Türkiye’nin milli birlik ve beraberliğine, Türk Devletinin ve Türk Vatanının bölünmez bütünlüğüne yönelik bu hain saldırıların en son örneği ise Fethullahçı Terör Örgütü FETÖ/PDY ihanet çetesinin 15 Temmuz 2016 tarihindeki başarısız darbe girişimidir. Türk Milletinin 40 yıl düşünse bile aklına gelmeyecek bir ihanet girişimi maalesef gerçek olmuştur. Çocuklarımıza, ömür boyu unutamayacakları bir korku yaşatan bu teröristler, Milletimizin kolektif hafızasına asla silinmeyecek kötü izler bırakmışlardır. Türk Silahlı Kuvvetleri’nin içinde yuvalanmış birtakım asker kılıklı hainin bu kalkışması aynı zamanda, şanlı Türk Ordusunun tarihine de kara bir leke sürmüştür. Allah, Türk Milletine bu kâbusu yaşatan hainleri kahretsin.
Ne yazık ki bu karanlık gecede, Atlantik Ötesi’nden yönetilen, asker kılığına girmiş birtakım FETÖ’cü ihanet çetesi, Türk Milletinin kendi savaş uçağıyla, kendi helikopteriyle, kendi tankıyla, kendi silahıyla yine Türk Milletinin başına bombalar, mermiler yağdırmış, kendi halkını tankların altında ezmiştir. Tarihinde ilk defa Gazi TBMM, bu vatan hainleri tarafından, üstelik de Türk savaş uçaklarıyla bombalanmıştır. Türk Milletinin en önemli ve güzide kurumları olan Cumhurbaşkanlığı Külliyesi, Çankaya Köşkü, MİT Yerleşkesi, Özel Harekât Dairesi Başkanlığı, Emniyet Müdürlüğü başta olmak üzere birçok kamu kuruluşu da maalesef bu hain bomba ve kurşunlardan nasibini almıştır.

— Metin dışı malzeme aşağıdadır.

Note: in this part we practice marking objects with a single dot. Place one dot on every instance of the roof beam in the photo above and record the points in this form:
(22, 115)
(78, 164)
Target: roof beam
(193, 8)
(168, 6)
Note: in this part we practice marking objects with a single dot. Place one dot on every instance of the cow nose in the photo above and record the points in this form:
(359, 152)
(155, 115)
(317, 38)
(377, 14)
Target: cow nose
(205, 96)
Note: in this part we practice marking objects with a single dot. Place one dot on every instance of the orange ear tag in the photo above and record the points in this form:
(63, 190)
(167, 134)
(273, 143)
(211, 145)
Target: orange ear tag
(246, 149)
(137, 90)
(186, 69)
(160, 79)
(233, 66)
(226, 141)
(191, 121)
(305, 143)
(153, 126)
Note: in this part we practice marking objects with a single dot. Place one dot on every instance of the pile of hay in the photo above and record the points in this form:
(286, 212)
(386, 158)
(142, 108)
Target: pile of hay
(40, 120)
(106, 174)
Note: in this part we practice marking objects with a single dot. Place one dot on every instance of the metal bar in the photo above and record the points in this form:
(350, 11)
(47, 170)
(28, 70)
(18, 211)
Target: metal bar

Peki, Türkiye’yi başkentinde, tam kalbinden vuran bu hain işgal girişimi başarılı olsaydı ne olacaktı? Büyük ihtimalle Türkiye İran ile savaşa sokulacak, Suriye bataklığına sürüklenecek ve böylece Ülkemiz bölgesinde bir kaosun içine çekilecekti. Yine, hain darbeciler başarılı olsalardı, Ülkemiz iç savaşa sokulacak ve bir Suriye’den farksız hale getirilecekti. Evet, Allah, ülkemizi 15 Temmuz gecesi uçurumun kenarından bir kez daha çekip almış
Türk Milleti, 2. Kurtuluş Savaşını da 15 Temmuz 2016 tarihinde kazanmış, milli irade, FETÖ/PDY’nin hain işgal girişimini başarıyla püskürtmüştür. Halkın iradesiyle göreve gelen Cumhurbaşkanımızın demokrasiye olan inancı ve dik duruşu sayesinde Türk Milleti harekete geçmiş, demokrasisine ve milli egemenliğine sahip çıkmıştır. Öyle ki, dünyada eşi benzeri görülmemiş bir cesaret ve kararlılıkla Halk sokaklara, meydanlara çıkmış, tanklara, savaş uçaklarına, helikopterlere, makineli tüfeklere karşı göğsünü siper etmiştir. O karanlık gecede tam 240 vatan evladı demokrasi şehidi, 2000’den fazla milli kahraman da demokrasi gazisi olmuştur. Allah onlardan razı olsun.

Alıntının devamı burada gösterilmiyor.